B56δ-related protein phosphatase 2A dysfunction identified in patients with intellectual disability
Houge G., Haesen D., Vissers LELM., Mehta S., Parker MJ., Wright M., Vogt J., McKee S., Tolmie JL., Cordeiro N., Kleefstra T., Willemsen MH., Reijnders MRF., Berland S., Hayman E., Lahat E., Brilstra EH., Van Gassen KLI., Zonneveld-Huijssoon E., De Bie CI., Hoischen A., Eichler EE., Holdhus R., Steen VM., Døskeland SO., Hurles ME., FitzPatrick DR., Janssens V.
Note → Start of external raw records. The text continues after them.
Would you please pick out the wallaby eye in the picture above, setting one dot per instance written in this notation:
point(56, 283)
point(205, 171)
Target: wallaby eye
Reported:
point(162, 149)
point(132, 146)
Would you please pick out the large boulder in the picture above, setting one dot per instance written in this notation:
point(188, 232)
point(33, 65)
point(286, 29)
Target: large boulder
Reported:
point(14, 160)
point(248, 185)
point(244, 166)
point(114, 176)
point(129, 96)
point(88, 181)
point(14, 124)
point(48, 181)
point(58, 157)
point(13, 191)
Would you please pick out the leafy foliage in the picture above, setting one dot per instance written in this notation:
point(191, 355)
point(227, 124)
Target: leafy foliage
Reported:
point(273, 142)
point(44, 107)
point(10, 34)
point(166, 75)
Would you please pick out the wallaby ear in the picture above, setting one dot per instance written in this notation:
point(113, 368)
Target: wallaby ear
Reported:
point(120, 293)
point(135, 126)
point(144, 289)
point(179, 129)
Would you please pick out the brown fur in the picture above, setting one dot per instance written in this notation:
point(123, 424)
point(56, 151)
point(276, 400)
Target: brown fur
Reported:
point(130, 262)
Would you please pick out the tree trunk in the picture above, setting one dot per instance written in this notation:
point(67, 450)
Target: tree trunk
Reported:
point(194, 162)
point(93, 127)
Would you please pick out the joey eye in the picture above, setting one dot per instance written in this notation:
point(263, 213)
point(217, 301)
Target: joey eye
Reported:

Here we report inherited dysregulation of protein phosphatase activity as a cause of intellectual disability (ID). De novo missense mutations in 2 subunits of serine/threonine (Ser/Thr) protein phosphatase 2A (PP2A) were identified in 16 individuals with mild to severe ID, long-lasting hypotonia, epileptic susceptibility, frontal bossing, mild hypertelorism, and downslanting palpebral fissures. PP2A comprises catalytic (C), scaffolding (A), and regulatory (B) subunits that determine subcellular anchoring, substrate specificity, and physiological function. Ten patients had mutations within a highly conserved acidic loop of the PPP2R5D-encoded B56δ regulatory subunit, with the same E198K mutation present in 6 individuals. Five patients had mutations in the PPP2R1A-encoded scaffolding Aα subunit, with the same R182W mutation in 3 individuals. Some Aα cases presented with large ventricles, causing macrocephaly and hydrocephalus suspicion, and all cases exhibited partial or complete corpus callosum agenesis. Functional evaluation revealed that mutant A and B subunits were stable and uncoupled from phosphatase activity. Mutant B56δ was A and C binding-deficient, while mutant Aα subunits bound B56δ well but were unable to bind C or bound a catalytically impaired C, suggesting a dominant-negative effect where mutant subunits hinder dephosphorylation of B56δ-anchored substrates. Moreover, mutant subunit overexpression resulted in hyperphosphorylation of GSK3β, a B56δ-regulated substrate. This effect was in line with clinical observations, supporting a correlation between the ID degree and biochemical disturbance.